Mitten in großangelegten Such- und Rettungsarbeiten in Venezuela ereignete sich ein Vorfall, der allen Beteiligten der Operation Hoffnung schenkte. Kolumbianische Rettungskräfte, die zur Hilfe bei der Bewältigung der Folgen eines Doppelbebens eingetroffen waren, konnten einen 11-jährigen Jungen lebend unter Betonplatten bergen.
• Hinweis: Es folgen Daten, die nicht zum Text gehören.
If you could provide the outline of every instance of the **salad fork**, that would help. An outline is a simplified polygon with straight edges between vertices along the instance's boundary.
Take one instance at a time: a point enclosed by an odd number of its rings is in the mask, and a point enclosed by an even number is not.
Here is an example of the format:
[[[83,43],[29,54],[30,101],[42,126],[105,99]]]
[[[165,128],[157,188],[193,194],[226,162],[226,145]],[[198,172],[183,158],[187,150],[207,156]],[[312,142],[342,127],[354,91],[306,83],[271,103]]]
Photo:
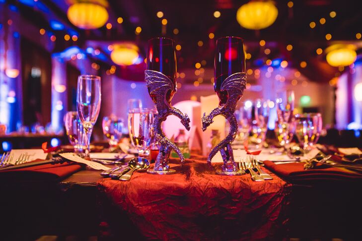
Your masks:
[[[264,179],[258,175],[252,168],[251,163],[248,161],[247,160],[244,160],[240,158],[239,162],[239,166],[240,167],[240,169],[246,171],[248,170],[251,176],[251,180],[255,181],[264,181]]]
[[[251,163],[253,168],[256,169],[259,172],[259,174],[261,177],[266,180],[271,180],[273,179],[271,176],[268,174],[260,168],[260,165],[259,164],[258,160],[256,158],[252,156],[248,156],[248,158],[249,158],[249,161]]]

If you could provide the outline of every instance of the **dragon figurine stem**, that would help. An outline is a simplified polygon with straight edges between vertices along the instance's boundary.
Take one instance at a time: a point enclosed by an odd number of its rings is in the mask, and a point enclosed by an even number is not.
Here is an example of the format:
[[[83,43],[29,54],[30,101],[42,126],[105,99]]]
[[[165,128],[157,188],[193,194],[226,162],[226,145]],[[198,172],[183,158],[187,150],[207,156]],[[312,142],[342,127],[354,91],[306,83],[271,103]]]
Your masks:
[[[208,164],[211,167],[212,159],[218,151],[220,152],[223,165],[221,171],[217,171],[217,174],[241,175],[245,174],[244,171],[237,169],[234,160],[231,144],[236,136],[238,129],[237,121],[234,116],[234,112],[237,101],[242,96],[246,84],[245,73],[236,73],[227,77],[221,84],[220,88],[221,91],[227,92],[228,97],[226,103],[214,109],[208,116],[204,113],[202,119],[203,131],[205,131],[214,122],[213,119],[217,116],[222,116],[230,123],[228,134],[211,150],[208,157]]]
[[[163,73],[153,70],[145,70],[145,80],[149,89],[150,95],[155,97],[156,107],[158,114],[155,116],[153,128],[156,138],[161,147],[157,156],[153,170],[147,170],[152,174],[171,174],[174,170],[169,169],[168,158],[171,150],[177,153],[181,159],[181,164],[185,161],[185,157],[175,143],[167,138],[162,130],[162,122],[166,120],[168,116],[173,115],[181,120],[182,124],[188,130],[190,130],[190,119],[187,115],[184,115],[176,108],[171,106],[171,103],[166,100],[166,96],[169,91],[176,91],[176,86],[167,76]]]

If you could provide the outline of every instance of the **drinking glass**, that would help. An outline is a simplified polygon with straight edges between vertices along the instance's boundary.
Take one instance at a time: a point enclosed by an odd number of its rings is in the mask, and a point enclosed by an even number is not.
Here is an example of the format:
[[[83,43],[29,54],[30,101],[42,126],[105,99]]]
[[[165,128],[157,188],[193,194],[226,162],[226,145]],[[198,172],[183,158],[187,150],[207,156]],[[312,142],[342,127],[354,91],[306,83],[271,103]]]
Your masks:
[[[116,146],[122,137],[124,122],[123,119],[114,115],[103,117],[102,121],[103,134],[108,139],[111,147]]]
[[[101,104],[100,77],[80,75],[76,90],[76,110],[85,134],[85,156],[89,156],[90,136],[97,120]]]
[[[253,104],[251,120],[251,140],[255,148],[262,146],[268,130],[269,117],[269,101],[257,99]]]
[[[320,113],[305,113],[295,115],[295,135],[303,149],[308,151],[318,141],[322,132]]]
[[[280,123],[290,123],[293,118],[294,91],[282,90],[277,92],[277,114]]]
[[[82,152],[84,130],[76,111],[70,111],[66,114],[64,116],[64,125],[69,142],[74,147],[74,152]]]
[[[142,101],[139,99],[129,99],[127,101],[128,112],[134,109],[142,109]]]
[[[149,148],[153,140],[153,112],[147,109],[134,109],[128,113],[131,141],[139,156],[149,154]]]
[[[277,92],[277,115],[274,132],[279,144],[285,146],[291,140],[295,130],[294,121],[294,91],[283,90]]]
[[[282,122],[279,120],[275,122],[274,132],[281,146],[285,146],[290,143],[295,131],[295,123],[294,121],[290,123]]]
[[[246,103],[246,104],[245,104]],[[249,105],[250,103],[250,105]],[[251,121],[252,103],[242,102],[240,103],[241,107],[239,109],[238,139],[242,141],[246,140],[251,129],[250,121]]]

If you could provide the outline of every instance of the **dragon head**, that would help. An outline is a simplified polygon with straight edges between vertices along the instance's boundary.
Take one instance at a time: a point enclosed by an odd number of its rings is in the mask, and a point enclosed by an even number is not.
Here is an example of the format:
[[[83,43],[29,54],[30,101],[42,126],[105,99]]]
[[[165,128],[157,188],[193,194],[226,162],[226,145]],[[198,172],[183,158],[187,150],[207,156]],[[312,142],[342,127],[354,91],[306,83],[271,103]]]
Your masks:
[[[206,128],[208,128],[208,126],[214,122],[214,120],[210,118],[209,116],[206,116],[206,114],[204,113],[203,118],[201,118],[203,122],[203,131],[205,131]]]
[[[190,130],[190,118],[187,114],[185,114],[185,117],[182,118],[181,122],[187,130]]]

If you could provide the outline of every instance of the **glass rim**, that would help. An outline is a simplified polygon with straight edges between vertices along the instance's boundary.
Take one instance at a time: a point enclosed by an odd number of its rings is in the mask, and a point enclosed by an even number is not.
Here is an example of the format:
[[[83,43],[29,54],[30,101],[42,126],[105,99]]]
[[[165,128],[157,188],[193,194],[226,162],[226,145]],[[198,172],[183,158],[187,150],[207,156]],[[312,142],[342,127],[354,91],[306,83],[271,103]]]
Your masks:
[[[93,74],[81,74],[78,76],[78,79],[90,79],[91,80],[100,80],[101,77],[98,75],[94,75]]]
[[[232,43],[237,43],[238,42],[238,41],[241,41],[241,43],[244,43],[244,39],[242,38],[240,38],[240,37],[236,37],[236,36],[225,36],[225,37],[221,37],[221,38],[219,38],[217,39],[216,41],[217,44],[218,41],[220,41],[221,43],[225,43],[226,39],[232,39],[233,40],[235,41],[235,42]]]
[[[129,113],[147,113],[155,112],[156,110],[154,108],[132,108],[128,110]]]
[[[307,112],[305,113],[297,114],[294,115],[294,117],[308,117],[308,116],[322,116],[322,114],[320,112]]]
[[[164,44],[162,43],[161,44],[160,44],[160,45],[162,46],[173,45],[174,43],[175,42],[175,41],[173,40],[173,39],[171,39],[171,38],[166,38],[165,37],[156,37],[155,38],[152,38],[151,39],[149,39],[148,41],[148,44],[149,44],[150,43],[153,42],[155,40],[160,40],[161,39],[163,40],[167,40],[167,41],[170,41],[168,43],[165,43]]]

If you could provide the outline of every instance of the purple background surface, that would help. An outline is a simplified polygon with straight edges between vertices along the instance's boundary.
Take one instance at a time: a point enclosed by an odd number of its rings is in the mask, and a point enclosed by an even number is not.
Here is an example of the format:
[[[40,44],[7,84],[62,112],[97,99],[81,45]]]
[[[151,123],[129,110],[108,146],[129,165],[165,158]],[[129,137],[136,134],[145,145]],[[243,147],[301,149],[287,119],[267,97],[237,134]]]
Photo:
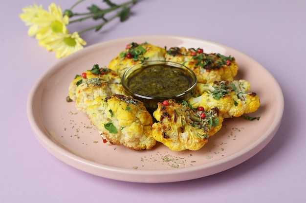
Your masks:
[[[87,0],[85,11],[101,0]],[[113,0],[119,3],[123,0]],[[306,201],[306,1],[302,0],[143,0],[124,23],[81,36],[87,46],[129,36],[173,35],[231,47],[262,64],[284,95],[282,123],[272,141],[245,162],[196,180],[141,184],[101,178],[73,168],[39,143],[29,124],[26,102],[34,82],[60,59],[27,36],[22,8],[52,2],[63,10],[72,0],[4,1],[0,7],[0,202],[2,203],[211,202]],[[75,23],[70,32],[95,22]],[[260,80],[260,78],[259,78]]]

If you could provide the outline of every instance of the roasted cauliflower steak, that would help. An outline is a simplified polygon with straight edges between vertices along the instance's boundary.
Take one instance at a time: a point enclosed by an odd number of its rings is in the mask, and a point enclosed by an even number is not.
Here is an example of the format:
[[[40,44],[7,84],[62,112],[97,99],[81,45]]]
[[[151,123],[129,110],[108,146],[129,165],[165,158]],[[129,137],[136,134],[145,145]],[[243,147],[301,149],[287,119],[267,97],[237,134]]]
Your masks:
[[[257,94],[248,92],[250,89],[250,83],[243,79],[198,83],[196,88],[197,96],[188,102],[193,107],[217,107],[224,118],[239,117],[255,112],[260,106]]]
[[[156,144],[152,116],[137,100],[120,94],[98,97],[87,113],[104,142],[136,150],[150,149]]]
[[[238,65],[235,58],[220,54],[207,54],[203,49],[171,47],[167,51],[166,60],[175,62],[190,68],[199,83],[233,80],[237,74]]]
[[[166,50],[147,42],[131,42],[126,49],[113,58],[109,68],[122,76],[125,71],[134,65],[146,61],[164,61]]]
[[[69,97],[75,101],[77,110],[84,112],[96,97],[124,93],[118,74],[97,64],[91,70],[77,74],[69,87]]]

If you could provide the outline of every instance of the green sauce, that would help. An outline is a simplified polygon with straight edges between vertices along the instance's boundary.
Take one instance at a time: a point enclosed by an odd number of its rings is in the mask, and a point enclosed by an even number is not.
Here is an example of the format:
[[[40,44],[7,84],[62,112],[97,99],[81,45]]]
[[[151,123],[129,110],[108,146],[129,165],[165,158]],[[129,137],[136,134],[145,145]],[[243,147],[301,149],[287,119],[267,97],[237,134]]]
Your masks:
[[[192,86],[184,70],[167,65],[153,65],[132,73],[127,82],[134,92],[152,97],[173,97]]]

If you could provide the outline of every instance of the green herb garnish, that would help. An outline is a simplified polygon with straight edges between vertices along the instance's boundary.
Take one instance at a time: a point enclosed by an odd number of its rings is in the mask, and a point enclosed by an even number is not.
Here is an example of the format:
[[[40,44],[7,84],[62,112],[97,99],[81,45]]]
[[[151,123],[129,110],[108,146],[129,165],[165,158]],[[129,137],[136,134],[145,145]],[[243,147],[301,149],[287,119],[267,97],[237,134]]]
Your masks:
[[[109,113],[110,113],[110,117],[111,118],[114,115],[114,113],[112,112],[112,111],[111,111],[111,109],[109,110]]]
[[[108,122],[107,123],[104,124],[104,128],[105,129],[109,130],[110,133],[117,133],[118,132],[118,130],[116,129],[114,124],[112,124],[112,121],[110,121]]]
[[[92,73],[93,74],[99,74],[101,73],[100,71],[100,68],[99,67],[99,65],[95,64],[92,67],[92,68],[90,70],[90,72]]]
[[[82,81],[83,81],[83,80],[81,79],[79,80],[78,80],[77,83],[76,83],[76,85],[77,86],[78,86],[79,85],[81,85],[81,84],[82,83]]]
[[[254,120],[257,120],[258,121],[259,121],[259,119],[261,117],[260,116],[250,117],[250,116],[243,116],[243,115],[242,116],[242,117],[244,118],[245,120],[247,120],[248,121],[254,121]]]

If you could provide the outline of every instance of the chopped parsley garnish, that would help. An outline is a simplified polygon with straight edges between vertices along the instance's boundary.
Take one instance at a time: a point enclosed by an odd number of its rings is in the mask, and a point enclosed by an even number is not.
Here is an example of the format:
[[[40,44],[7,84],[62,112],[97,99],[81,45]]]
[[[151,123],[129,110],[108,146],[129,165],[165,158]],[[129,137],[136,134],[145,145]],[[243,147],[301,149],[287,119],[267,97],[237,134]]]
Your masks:
[[[125,110],[130,112],[130,110],[132,110],[132,109],[130,107],[127,106],[127,107],[126,107],[125,108]]]
[[[261,117],[260,116],[250,117],[250,116],[244,116],[244,115],[243,115],[242,117],[244,118],[245,120],[247,120],[248,121],[254,121],[254,120],[257,120],[258,121],[259,121],[259,119]]]
[[[83,81],[83,80],[81,79],[79,80],[78,80],[77,83],[76,83],[76,85],[77,86],[78,86],[79,85],[81,85],[81,84],[82,83],[82,81]]]
[[[109,130],[110,133],[117,133],[118,132],[118,130],[116,129],[114,124],[112,124],[112,121],[110,121],[108,122],[107,123],[104,124],[104,128],[105,129]]]
[[[201,53],[197,55],[192,56],[192,59],[197,59],[196,66],[200,66],[201,68],[213,63],[212,59],[208,57],[208,55],[204,53]]]
[[[98,64],[94,65],[93,67],[92,67],[92,68],[90,70],[90,72],[96,74],[100,74],[101,72],[100,71],[100,68],[99,67],[99,65]]]
[[[229,92],[225,81],[221,81],[219,83],[218,86],[214,85],[213,87],[214,90],[211,91],[212,95],[216,100],[219,100],[220,98],[223,97]]]
[[[147,44],[147,42],[144,43],[144,44]],[[140,61],[141,62],[148,59],[148,57],[143,56],[146,50],[143,46],[135,42],[130,43],[129,45],[129,50],[127,52],[123,52],[120,53],[120,55],[121,58],[127,57],[128,58],[132,58],[134,61]]]
[[[114,113],[112,112],[112,111],[111,111],[111,109],[109,110],[109,113],[110,113],[110,117],[111,118],[114,115]]]
[[[219,65],[225,65],[226,64],[226,60],[229,60],[232,61],[234,59],[235,59],[234,57],[231,57],[230,55],[229,56],[225,56],[225,55],[222,55],[220,54],[218,54],[217,55],[219,56],[221,59],[218,62],[218,64]]]

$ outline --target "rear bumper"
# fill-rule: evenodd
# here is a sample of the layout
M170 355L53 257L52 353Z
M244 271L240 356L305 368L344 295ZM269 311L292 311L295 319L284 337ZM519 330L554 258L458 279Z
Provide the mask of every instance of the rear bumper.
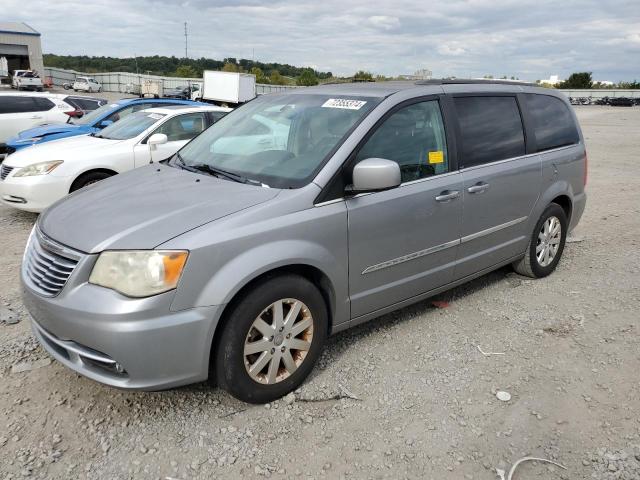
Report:
M573 206L571 209L571 221L569 222L569 232L571 232L582 218L584 209L587 206L587 194L585 192L579 193L573 197Z
M171 312L174 292L129 299L87 283L70 287L45 298L23 283L33 332L60 363L127 390L162 390L206 380L221 307Z

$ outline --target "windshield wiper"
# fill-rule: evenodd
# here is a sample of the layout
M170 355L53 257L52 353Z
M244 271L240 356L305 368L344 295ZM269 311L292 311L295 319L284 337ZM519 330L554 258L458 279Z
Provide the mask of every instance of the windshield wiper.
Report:
M253 185L262 185L262 182L259 182L257 180L247 178L237 173L228 172L227 170L223 170L221 168L212 167L211 165L208 165L206 163L197 163L195 165L190 165L190 167L199 172L205 172L205 173L208 173L209 175L213 175L214 177L226 178L228 180L233 180L234 182L238 182L238 183L251 183Z
M226 178L227 180L231 180L238 183L250 183L252 185L260 185L263 186L262 182L258 180L253 180L251 178L247 178L243 175L239 175L237 173L228 172L227 170L223 170L221 168L212 167L206 163L196 163L195 165L187 165L187 162L184 161L180 152L176 152L175 159L177 163L180 165L180 168L183 170L188 170L190 172L203 172L214 177L218 178Z

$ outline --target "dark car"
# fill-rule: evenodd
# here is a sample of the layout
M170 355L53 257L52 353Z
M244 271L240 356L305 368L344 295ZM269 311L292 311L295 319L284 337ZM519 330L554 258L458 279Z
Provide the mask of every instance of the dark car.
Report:
M76 109L76 111L70 115L72 118L80 118L107 104L106 98L82 97L77 95L70 95L66 97L64 101Z

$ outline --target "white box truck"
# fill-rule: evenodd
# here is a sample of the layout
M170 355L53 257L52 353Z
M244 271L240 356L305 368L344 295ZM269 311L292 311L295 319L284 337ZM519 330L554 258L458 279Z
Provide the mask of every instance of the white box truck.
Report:
M244 103L256 96L256 76L248 73L204 71L202 89L194 99L218 103Z

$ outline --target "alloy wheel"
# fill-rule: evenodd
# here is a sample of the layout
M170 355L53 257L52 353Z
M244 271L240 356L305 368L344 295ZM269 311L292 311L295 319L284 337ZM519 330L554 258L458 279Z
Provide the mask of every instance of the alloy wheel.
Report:
M291 376L313 341L313 317L300 300L284 298L265 308L251 324L244 364L254 381L272 385Z
M551 216L542 224L536 244L536 259L541 267L547 267L556 257L562 239L562 225L557 217Z

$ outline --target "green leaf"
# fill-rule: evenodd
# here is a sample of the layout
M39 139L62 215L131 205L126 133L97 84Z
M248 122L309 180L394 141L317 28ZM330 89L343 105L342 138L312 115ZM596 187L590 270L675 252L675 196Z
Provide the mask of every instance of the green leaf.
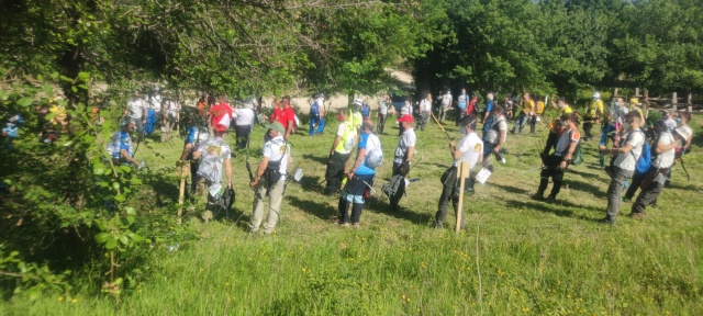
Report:
M90 79L90 72L85 72L85 71L78 72L78 79L88 81L88 79Z
M98 244L105 244L105 241L108 241L108 237L110 237L108 233L98 233L96 235L96 241L98 241Z
M20 106L30 106L30 105L32 105L32 103L34 103L34 99L29 98L29 97L24 97L24 98L18 100L18 104Z
M108 238L108 240L105 241L105 249L112 250L114 249L114 247L118 247L118 240L115 240L114 238Z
Die Spezialoperation wurde von Experten der kolumbianischen Nationalen Dienststelle für das Management von Naturkatastrophenrisiken gemeinsam mit Feuerwehrleuten aus der Landeshauptstadt Bogotá durchgeführt. Laut Angaben des kolumbianischen Verteidigungsministeriums befand sich das Kind 70 Stunden unter den Trümmern. Die erfolgreiche Rettung von Mose war ein starker moralischer Impuls für die internationalen Teams, die weiterhin in den Ruinen zerstörter Städte nach Überlebenden suchen.
Umfang der Katastrophe und internationale Hilfe
Am Abend des 24. Juni erschütterten zwei gewaltige Erdstöße mit einer Stärke von 7,2 und 7,5, die weniger als eine Minute auseinanderlagen, Venezuela. Die US-amerikanische Geologische Dienststelle (USGS) stuft dieses Ereignis als das schwerste Naturkatastrophenereignis in der Geschichte des Landes seit 1900 ein. Nach offiziellen Angaben handelt es sich um eine katastrophale Begebenheit innerhalb der letzten 123 Jahre.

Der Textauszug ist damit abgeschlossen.